Peanut Noodles with Seared Tempeh and Fried Shallots

July 24, 2017
3 Ratings
Photo by Julia Gartland
  • Serves 2 to 4
Author Notes

Take that package of instant ramen and throw away the soup flavoring (or stash it for another day). Instead, boil the noodles like pasta, then coat them in a tweak-able peanut sauce (fine-tune the levels of honey, Sriracha, and tamari to your taste, or squeeze of lime juice), and enjoy their chewy elasticity, sans soup. (If you haven't had instant ramen since teenage years, you can seek out fresh—and exceedingly delicious—ones.)

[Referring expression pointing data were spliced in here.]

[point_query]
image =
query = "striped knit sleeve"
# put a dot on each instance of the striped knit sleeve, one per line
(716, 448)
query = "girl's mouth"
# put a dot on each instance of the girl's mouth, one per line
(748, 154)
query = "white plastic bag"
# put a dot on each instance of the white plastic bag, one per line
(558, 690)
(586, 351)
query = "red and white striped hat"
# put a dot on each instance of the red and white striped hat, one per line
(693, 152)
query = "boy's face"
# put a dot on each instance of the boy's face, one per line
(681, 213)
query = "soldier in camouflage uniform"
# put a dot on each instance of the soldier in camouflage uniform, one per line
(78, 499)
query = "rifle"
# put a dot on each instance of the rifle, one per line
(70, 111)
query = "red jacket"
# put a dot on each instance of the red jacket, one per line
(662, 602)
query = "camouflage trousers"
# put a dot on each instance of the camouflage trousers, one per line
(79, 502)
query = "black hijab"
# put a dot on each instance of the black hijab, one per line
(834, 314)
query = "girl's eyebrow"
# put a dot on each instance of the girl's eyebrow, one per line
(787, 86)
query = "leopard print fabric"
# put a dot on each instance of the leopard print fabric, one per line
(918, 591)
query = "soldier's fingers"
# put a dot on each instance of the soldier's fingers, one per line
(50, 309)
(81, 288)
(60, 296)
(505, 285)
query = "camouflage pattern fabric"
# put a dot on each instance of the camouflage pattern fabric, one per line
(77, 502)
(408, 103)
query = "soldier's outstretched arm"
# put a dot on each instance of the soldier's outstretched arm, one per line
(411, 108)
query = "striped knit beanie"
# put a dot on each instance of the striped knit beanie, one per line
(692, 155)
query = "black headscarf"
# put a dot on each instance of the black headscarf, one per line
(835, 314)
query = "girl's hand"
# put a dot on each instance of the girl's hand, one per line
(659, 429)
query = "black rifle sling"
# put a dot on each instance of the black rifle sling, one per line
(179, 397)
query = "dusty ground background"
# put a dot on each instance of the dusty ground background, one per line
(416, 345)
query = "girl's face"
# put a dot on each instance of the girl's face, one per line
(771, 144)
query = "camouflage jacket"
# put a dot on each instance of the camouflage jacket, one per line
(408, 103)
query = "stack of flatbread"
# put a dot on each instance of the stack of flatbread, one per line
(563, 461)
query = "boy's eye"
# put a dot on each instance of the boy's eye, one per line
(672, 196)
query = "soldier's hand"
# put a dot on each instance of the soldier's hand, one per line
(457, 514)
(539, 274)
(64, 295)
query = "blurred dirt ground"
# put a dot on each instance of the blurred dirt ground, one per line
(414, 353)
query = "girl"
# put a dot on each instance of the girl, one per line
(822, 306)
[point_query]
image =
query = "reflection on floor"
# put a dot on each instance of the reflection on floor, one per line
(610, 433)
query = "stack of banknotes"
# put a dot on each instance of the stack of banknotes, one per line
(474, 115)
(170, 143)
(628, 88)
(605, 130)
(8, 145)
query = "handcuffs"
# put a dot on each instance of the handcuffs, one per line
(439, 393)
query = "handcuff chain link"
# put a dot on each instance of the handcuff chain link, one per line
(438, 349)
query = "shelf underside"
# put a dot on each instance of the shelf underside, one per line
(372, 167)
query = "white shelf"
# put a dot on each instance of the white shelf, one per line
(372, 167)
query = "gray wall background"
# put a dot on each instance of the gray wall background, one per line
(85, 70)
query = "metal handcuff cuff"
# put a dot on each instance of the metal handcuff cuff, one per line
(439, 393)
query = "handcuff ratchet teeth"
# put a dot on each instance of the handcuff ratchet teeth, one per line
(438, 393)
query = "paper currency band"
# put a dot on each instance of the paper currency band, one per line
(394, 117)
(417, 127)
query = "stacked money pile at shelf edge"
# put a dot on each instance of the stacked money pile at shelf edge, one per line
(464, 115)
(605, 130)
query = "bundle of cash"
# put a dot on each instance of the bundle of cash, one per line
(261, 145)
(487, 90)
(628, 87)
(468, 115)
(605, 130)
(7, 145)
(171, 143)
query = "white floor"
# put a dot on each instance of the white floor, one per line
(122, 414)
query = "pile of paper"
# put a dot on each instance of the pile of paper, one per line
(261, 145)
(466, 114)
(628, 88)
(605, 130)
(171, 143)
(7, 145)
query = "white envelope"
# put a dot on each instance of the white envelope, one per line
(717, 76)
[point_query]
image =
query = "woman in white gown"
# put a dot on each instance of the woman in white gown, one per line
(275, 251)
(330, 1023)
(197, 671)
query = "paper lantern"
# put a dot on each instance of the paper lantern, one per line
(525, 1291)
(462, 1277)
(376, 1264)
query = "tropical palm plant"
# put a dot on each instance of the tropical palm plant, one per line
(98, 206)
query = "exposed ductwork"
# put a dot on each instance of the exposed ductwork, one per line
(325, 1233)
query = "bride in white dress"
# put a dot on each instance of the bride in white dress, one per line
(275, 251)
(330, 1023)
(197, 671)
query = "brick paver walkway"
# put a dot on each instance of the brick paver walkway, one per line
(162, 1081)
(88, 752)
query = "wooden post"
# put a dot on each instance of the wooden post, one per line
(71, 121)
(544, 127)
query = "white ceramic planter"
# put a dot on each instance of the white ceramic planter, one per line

The tempeh is crisp outside, chewy within, and along with the earthy root vegetables, earthy and a tad bitter—a welcome contrast to the barely-sweet sauce. Peanuts offer crunch and salt, julienned ginger adds zing, and crispy shallots... well, we'd eat them by the palmful.

Because you'll need to put time into searing the tempeh (we do this in hot, neutral oil and a high-sided pan) and frying those shallots, don't cook the vegetables: Instead, slice them very thin, using a mandoline if you have one, and let them relax under the slick of peanut sauce.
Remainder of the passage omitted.